Extended Data Figure 7 Insect diet bioassay activity of PACE-evolved Cry1Ac variants against various agricultural pests.
Two consensus and three stabilized PACE-evolved Cry1Ac variants were tested for activity in eleven pests: a, C. includes (soybean looper); b, Heliothis virescens (tobacco budworm); c, Helicoverpa zea (corn earworm); d, Plutella xylostella (diamondback moth); e, Agrotis ipsilon (black cutworm); f, Spodoptera frugiperda (fall armyworm); g, Anticarsia gemmatalis (velvetbean caterpillar); h, Diatraea saccharalis (sugarcane borer); Spodoptera eridania (southern armyworm); Leptinotarsa decemlineata (Colorado potato beetle); and Lygus lineolaris (tarnished plant bug). Stabilized variants showed enhanced activity in C. includens and H. virescens compared with wild-type Cry1Ac, and comparable activity to wild-type Cry1Ac in H. zea, P. xylostella, A. ipsilon, S. frugiperda, A. gemmatalis, and D. saccharalis. No activity was observed for any of the Cry1Ac variants at any tested dose for S. eridania, L. decemlineata, or L. lineolaris.
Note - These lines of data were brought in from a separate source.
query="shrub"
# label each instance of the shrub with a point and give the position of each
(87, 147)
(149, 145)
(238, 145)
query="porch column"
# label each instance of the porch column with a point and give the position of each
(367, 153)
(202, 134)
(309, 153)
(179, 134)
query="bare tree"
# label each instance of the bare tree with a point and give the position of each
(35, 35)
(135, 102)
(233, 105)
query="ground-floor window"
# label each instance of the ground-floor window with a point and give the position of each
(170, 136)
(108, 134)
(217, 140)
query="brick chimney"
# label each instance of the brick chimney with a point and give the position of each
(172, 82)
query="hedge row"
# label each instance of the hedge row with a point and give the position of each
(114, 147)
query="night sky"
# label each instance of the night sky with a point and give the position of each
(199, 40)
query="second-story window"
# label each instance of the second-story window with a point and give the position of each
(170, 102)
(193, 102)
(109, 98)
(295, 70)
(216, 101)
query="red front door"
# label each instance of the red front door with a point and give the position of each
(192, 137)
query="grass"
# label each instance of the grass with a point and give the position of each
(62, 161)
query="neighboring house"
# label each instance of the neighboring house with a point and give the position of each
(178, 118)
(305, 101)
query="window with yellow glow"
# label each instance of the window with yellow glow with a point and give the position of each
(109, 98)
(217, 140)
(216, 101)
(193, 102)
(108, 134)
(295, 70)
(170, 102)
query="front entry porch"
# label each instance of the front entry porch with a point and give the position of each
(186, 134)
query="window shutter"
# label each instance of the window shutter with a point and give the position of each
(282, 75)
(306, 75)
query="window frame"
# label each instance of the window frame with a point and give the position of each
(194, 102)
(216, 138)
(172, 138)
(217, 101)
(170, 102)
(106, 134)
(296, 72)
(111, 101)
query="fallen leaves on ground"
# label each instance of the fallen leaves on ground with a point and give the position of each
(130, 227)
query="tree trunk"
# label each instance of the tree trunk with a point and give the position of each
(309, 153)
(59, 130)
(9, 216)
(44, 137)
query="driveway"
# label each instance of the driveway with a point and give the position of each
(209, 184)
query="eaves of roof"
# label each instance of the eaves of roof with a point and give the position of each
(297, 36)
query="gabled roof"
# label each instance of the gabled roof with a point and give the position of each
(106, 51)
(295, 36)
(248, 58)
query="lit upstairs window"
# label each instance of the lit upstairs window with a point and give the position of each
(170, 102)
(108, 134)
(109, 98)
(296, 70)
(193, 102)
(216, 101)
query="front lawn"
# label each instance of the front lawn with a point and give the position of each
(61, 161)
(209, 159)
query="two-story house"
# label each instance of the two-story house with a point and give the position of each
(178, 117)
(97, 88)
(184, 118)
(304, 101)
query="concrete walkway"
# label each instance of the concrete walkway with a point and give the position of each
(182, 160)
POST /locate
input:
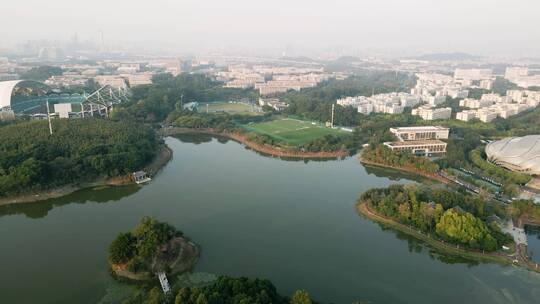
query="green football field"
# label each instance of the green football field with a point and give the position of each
(292, 131)
(216, 107)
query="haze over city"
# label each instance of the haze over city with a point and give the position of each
(303, 27)
(270, 152)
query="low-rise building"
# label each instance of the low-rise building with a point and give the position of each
(419, 147)
(486, 115)
(428, 113)
(420, 133)
(466, 115)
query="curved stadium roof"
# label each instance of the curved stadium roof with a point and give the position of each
(6, 90)
(520, 154)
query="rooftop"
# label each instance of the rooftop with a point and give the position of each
(420, 128)
(415, 143)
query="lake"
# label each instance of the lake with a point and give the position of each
(293, 222)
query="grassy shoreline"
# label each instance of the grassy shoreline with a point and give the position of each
(162, 157)
(265, 149)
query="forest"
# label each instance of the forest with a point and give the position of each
(153, 103)
(225, 290)
(138, 248)
(385, 156)
(79, 150)
(454, 217)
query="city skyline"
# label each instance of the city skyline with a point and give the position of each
(302, 27)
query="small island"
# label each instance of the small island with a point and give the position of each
(151, 248)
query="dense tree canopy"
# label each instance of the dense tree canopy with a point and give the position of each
(154, 102)
(454, 217)
(137, 248)
(224, 290)
(385, 156)
(80, 149)
(316, 103)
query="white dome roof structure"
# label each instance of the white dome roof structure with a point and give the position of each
(521, 154)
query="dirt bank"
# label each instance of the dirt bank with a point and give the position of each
(160, 160)
(265, 149)
(408, 170)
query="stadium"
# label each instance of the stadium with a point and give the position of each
(520, 154)
(24, 97)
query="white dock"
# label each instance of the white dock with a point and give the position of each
(164, 282)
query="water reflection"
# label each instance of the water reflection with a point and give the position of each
(394, 175)
(95, 195)
(533, 242)
(198, 138)
(418, 246)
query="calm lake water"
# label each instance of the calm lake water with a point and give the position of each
(533, 242)
(292, 222)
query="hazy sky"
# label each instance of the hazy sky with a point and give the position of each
(477, 26)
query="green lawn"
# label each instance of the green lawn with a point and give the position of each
(237, 108)
(292, 131)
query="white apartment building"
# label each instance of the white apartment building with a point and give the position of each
(516, 72)
(457, 93)
(473, 74)
(434, 100)
(428, 113)
(365, 109)
(466, 115)
(475, 103)
(486, 84)
(420, 133)
(486, 115)
(420, 148)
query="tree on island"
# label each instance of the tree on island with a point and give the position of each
(137, 250)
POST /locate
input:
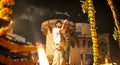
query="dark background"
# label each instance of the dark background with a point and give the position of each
(29, 14)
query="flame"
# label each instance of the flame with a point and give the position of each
(42, 56)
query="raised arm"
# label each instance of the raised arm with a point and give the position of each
(64, 23)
No insect larvae mortality was observed for S. frugiperda, although high toxin doses greatly stunted growth.
The percentage sequence identity using the full-length cadherin receptor (a) or fragment used for directed evolution experiments (b) for insects tested in Extended Data Fig. 7. Numbers in parentheses denote the number of identical amino acids between the two receptors. In general, mortality and stunting data from diet bioassays correlate with cadherin receptor sequence identity.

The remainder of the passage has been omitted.